Yet much of that aid never reaches them — instead, it sits in warehouses in Jordan or is stuck in trucks in Egypt, some of it funded by Muslim generosity but blocked by political barriers.

“Some of the food we have is arriving at expiration in July,” said Jonathan Fowler, spokesperson for UNRWA, according to a report by Jane Arraf for NPR on May 30, 2025.

That aid includes 200,000 metric tons of flour. While some may be redirected to refugees in Jordan, Fowler admitted that “some of it will have to be dumped.”

These are the wasted offerings of a generous but immobilized ummah — aid collected in good faith, only to be locked behind Muslim nation borders and sacrificed to politics.

The ummah, too, has been given a command. As clear as Ibrahim’s vision: stand for justice, even against yourselves. Protect the oppressed. Spend from what you love. Speak the truth, even when it is bitter.

But we love ourselves too much to listen. Too much to obey what we’ve already been commanded.
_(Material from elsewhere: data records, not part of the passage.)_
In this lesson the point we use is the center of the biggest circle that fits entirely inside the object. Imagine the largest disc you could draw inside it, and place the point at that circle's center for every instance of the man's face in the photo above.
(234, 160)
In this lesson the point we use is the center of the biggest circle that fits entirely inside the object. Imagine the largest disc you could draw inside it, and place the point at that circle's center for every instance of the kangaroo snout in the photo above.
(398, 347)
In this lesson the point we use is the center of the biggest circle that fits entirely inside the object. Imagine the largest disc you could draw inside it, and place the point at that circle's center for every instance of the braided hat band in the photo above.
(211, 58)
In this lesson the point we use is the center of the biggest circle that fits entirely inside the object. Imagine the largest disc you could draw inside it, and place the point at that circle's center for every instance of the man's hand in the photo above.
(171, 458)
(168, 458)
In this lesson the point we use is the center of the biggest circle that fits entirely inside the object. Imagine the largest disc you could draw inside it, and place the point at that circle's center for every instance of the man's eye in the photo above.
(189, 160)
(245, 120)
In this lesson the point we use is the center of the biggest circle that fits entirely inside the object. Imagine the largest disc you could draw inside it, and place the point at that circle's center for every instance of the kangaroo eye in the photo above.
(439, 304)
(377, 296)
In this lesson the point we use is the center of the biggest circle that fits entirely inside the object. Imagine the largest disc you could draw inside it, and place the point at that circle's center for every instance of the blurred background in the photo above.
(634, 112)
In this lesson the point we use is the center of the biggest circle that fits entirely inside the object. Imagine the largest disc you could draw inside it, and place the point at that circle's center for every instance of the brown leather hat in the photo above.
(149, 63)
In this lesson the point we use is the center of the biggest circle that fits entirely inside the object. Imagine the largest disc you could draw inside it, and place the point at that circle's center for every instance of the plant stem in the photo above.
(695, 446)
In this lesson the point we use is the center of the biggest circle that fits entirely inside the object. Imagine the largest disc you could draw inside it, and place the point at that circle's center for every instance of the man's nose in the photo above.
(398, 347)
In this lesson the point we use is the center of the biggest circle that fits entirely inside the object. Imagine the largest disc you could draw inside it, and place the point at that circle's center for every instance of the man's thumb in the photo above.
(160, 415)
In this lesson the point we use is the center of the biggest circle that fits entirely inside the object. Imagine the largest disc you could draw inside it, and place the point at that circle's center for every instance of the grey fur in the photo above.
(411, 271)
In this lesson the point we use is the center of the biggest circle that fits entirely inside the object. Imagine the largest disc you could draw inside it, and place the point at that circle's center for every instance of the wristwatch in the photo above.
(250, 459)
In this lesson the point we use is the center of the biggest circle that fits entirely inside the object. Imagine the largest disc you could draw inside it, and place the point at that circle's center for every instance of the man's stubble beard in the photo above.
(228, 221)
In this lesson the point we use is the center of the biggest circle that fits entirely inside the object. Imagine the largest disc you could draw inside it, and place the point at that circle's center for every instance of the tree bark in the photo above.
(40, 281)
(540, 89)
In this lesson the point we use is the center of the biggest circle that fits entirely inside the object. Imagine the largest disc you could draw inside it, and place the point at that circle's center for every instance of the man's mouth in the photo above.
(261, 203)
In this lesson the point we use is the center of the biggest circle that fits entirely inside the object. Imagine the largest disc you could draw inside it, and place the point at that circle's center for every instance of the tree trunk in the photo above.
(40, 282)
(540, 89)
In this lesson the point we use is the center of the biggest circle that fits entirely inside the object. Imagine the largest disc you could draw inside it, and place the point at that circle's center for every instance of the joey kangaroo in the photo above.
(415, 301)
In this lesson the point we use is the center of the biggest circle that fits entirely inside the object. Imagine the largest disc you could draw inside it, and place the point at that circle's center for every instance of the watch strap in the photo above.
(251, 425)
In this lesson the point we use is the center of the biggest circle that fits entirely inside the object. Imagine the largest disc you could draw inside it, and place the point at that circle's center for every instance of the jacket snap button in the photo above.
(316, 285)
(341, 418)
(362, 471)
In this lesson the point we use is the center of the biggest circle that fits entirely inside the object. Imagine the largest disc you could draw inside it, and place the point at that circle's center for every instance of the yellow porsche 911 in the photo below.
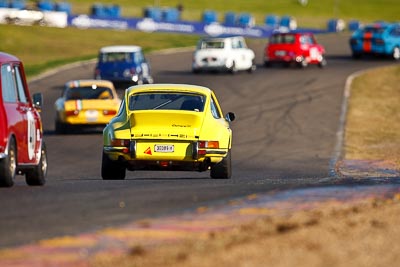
(86, 103)
(176, 127)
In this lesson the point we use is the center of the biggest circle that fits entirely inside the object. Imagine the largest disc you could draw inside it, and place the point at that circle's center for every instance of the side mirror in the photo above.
(37, 101)
(230, 116)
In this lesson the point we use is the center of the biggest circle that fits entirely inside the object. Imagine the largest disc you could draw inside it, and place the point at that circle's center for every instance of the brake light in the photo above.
(208, 144)
(120, 142)
(109, 112)
(69, 113)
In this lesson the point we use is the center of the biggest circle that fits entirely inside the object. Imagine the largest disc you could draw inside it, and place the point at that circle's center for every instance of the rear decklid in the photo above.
(166, 124)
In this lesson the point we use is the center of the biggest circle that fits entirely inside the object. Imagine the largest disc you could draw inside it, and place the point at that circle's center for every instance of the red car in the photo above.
(22, 149)
(294, 48)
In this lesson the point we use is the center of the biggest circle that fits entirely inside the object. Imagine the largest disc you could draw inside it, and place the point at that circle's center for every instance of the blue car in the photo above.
(123, 64)
(378, 39)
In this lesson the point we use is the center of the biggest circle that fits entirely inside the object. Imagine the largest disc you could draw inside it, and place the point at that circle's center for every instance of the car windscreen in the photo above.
(117, 57)
(167, 101)
(282, 39)
(214, 44)
(88, 92)
(375, 30)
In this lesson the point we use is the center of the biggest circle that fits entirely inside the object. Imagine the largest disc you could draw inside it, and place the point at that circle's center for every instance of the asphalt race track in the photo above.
(284, 137)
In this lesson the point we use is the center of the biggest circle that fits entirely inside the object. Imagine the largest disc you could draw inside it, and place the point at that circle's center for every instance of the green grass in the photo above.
(368, 10)
(42, 48)
(373, 119)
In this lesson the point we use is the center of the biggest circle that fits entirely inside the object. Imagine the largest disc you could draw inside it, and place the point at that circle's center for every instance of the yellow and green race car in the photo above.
(86, 103)
(176, 127)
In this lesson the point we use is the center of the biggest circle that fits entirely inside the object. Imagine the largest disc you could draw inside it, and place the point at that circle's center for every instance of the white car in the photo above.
(223, 54)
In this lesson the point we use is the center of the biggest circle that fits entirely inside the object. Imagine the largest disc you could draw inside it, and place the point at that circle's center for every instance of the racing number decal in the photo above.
(31, 134)
(314, 53)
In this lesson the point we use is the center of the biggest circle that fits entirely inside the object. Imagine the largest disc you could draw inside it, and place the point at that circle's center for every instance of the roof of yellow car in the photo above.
(168, 87)
(78, 83)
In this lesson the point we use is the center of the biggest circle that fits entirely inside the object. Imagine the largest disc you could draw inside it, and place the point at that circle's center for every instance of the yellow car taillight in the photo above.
(208, 144)
(70, 113)
(108, 112)
(120, 142)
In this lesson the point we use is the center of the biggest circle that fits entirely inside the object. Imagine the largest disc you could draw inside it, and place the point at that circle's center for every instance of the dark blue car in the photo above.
(123, 64)
(378, 39)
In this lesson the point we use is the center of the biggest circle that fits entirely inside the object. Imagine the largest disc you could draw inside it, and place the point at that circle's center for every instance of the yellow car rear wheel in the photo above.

We won’t give up what we love most — our comfort, our status, safety, or stability. So we offer Gaza instead. We sacrifice their children as the price of our indifference.

“They killed my mother — and before that, my brother. I urge everyone: do not go to the American aid distribution points soaked in blood. This bag only contains 2 empty flour sacks — nothing else — & yet they shot & killed my mother as she tried to get us something to eat today.” pic.twitter.com/1wuhzNfIq7 — Ramy Abdu| رامي عبده (@RamAbdu) June 3, 2025

It is the inversion of Qurbani and the corruption of sacrifice. We rewrite Ibrahim’s story — not as a tale of moral courage, but of moral cowardice.

True Qurbani is not about killing. It’s about giving and submission — about obeying a higher call even when every part of you wants to say no.

That call echoes in the cries of the starving, in the sobs of children, in the blood-soaked soil of Gaza.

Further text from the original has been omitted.